Por el rabillo del ojo Damián le vio sonreír y le dedicó un saludo moviendo apenas los dedos. Nuevamente sintió como la sangre se agolpaba en su cara y su corazón latía al doble de la velocidad a la que lo hacía normalmente. Giró la cabeza con brusquedad, rompiendo el contacto visual pero dolorosamente consciente del hecho de que le había pillado comiéndosele con los ojos, y alcanzó a oír con meridiana claridad una risa sofocada contra un brazo. Muerto de vergüenza intentó en vano concentrarse en las explicaciones sobre el curso que desgranaba Mauro. Misión imposible, pues la figura de Damián sentado frente a él le atraía como el imán al hierro.

Cuando por fin sonó el aviso del fin de la hora no pudo por menos que alegrarse. Necesitaba poner algo de distancia entre él y Damián para despejarse la cabeza. Había tenido otros flechazos antes, pero nunca nada tan intenso. Quizá se debía a la manifiesta sexualidad que parecía exudar de forma inconsciente. No pretendía atraer, pero su extraordinario físico y sus rasgos atípicos se encargaban de ello. Cuando vio que este se dirigía a Carlo, y Carlo aminoraba el paso para que les diese alcance, se sintió dividido entre el fastidio y la alegría más absoluta. Pudo comprobar que, como había sospechado, tan solo era unos centímetros más bajo que el italiano, lo que le colocaba tranquilamente en el metro ochenta.

–Menudo arranque de curso, ¿eh? Si me llegas a decir que iba a ser así, no hubiese venido.

Carlo se echó a reír. A Enrique le sorprendía siempre la facilidad que tenía su amigo para relacionarse con todos. Él siempre había sido mucho más tímido, casi introvertido. Tan solo al conocer a Carlo comenzó a abrirse y a interactuar con los demás, pero en presencia del nuevo parecía haber regresado a su antigua coraza, hermético, aunque esta vez debido a lo cohibido que se sentía.
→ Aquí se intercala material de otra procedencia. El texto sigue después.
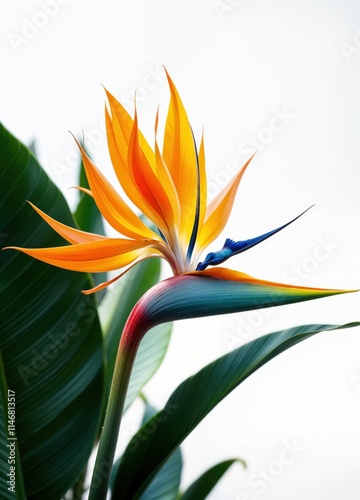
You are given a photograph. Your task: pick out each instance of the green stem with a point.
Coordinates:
(129, 343)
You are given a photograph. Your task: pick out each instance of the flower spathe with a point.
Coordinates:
(169, 187)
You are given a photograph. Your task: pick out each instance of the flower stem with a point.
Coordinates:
(128, 346)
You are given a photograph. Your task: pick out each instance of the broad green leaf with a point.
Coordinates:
(194, 399)
(165, 485)
(114, 311)
(201, 488)
(50, 336)
(89, 218)
(148, 359)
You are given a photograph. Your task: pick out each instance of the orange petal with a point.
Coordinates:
(218, 211)
(158, 205)
(114, 209)
(180, 157)
(98, 256)
(101, 286)
(203, 184)
(226, 274)
(68, 233)
(119, 127)
(84, 190)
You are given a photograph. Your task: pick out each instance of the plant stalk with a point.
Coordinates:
(128, 346)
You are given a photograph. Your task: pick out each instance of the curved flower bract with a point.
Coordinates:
(169, 187)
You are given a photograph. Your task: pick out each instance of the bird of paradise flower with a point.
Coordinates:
(170, 189)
Podía notar los ojos verdosos de Damián clavados en él, escrutándole. Sus mejillas se encendieron aún más y escuchó de nuevo aquella risa sofocada.

Pasó el resto de las clases en una extraña duermevela. Flotaba en la realidad, cuyo foco parecía haber cambiado de Carlo a Damián con absoluta facilidad. Era consciente de cada movimiento que hacía su nuevo compañero, completamente fascinado. No había conseguido cruzar una sola palabra con el joven, pero eso le daba igual, Enrique disfrutaba tan solo manteniéndose cerca, y sufría cuando otros compañeros se presentaban y les correspondía derrochando simpatía y carisma.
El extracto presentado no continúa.